Thursday, April 24, 2008

Beauty Saloon

That was the misspelled banner I saw on a newly constructed building last Sunday. I laughed a little. But then my mind was barraged by images of women with bee-hives wearing chaps and spurs. Swinging doors, and stylists with holstered hair dryers. Someone knocking over a manicure station and starting a fight by smashing a bottle of polish and wielding a file.


In the third grade I played the lead in "Clementella" a Western version of Cinderella. I imagine Clementella would have gone to a Beauty Saloon. I don't remember much about that production -- I can't even remember who Prince Charming was -- but I do remember that my veil for the wedding finale apparently came off a wedding cake, or something, and smelled kind of sickly sweet, like decaying sugar, like maybe what Miss Havisham's veil smelled like. I remember it gave me a headache, but I went on stage smiling anyway, because, you know, show business.

And that pretty much sums up what it's like to exist in this business we call "show." Sometimes it makes you smile, sometimes it gives you a headache, most of the time it's both, but we go on anyway, because, really, there's nothing else to do. Or, as I heard Steven Spielberg once say, "The only thing worse than making a movie, is not making a movie."

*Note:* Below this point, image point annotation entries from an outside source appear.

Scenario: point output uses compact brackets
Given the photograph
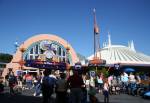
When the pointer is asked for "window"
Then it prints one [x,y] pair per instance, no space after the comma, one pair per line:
[36,49]
[31,51]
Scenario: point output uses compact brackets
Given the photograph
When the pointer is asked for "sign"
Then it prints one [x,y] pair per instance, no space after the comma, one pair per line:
[92,73]
[45,45]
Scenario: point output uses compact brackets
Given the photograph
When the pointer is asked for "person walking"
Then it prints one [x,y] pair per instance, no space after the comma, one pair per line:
[47,86]
[106,91]
[12,82]
[61,89]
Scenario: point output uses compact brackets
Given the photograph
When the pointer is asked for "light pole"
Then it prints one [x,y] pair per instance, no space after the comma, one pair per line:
[22,62]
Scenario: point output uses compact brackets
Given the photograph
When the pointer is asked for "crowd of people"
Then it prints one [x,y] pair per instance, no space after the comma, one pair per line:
[77,87]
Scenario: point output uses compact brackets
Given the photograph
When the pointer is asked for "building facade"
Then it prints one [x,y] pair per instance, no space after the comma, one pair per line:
[42,47]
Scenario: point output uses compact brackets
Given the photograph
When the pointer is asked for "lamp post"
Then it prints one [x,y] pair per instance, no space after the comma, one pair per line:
[22,62]
[67,61]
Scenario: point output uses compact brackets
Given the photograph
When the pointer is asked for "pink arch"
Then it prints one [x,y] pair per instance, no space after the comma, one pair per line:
[28,42]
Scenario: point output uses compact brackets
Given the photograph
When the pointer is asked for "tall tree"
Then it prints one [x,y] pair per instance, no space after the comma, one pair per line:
[5,58]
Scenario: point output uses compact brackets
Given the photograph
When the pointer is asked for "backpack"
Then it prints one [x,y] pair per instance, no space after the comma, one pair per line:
[47,82]
[11,79]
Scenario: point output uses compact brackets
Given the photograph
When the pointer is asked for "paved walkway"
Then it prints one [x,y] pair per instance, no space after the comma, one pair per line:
[27,97]
[123,98]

Which means we're always somewhere on the "the show must go on" spectrum from: "Everything about it is appealing! Everything the traffic will allow! No where could you have that happy feeling...!" to "...It will be the silence, where I am, I don't know, I'll never know, in the silence you don't know, you must go on, I can't go on, I'll go on." (That's for you Beckett fans.)

It also means, we drive by misspelled banners and signs and imagine the show with that name. So even if we're only entertaining ourselves, well, you know...it's someone.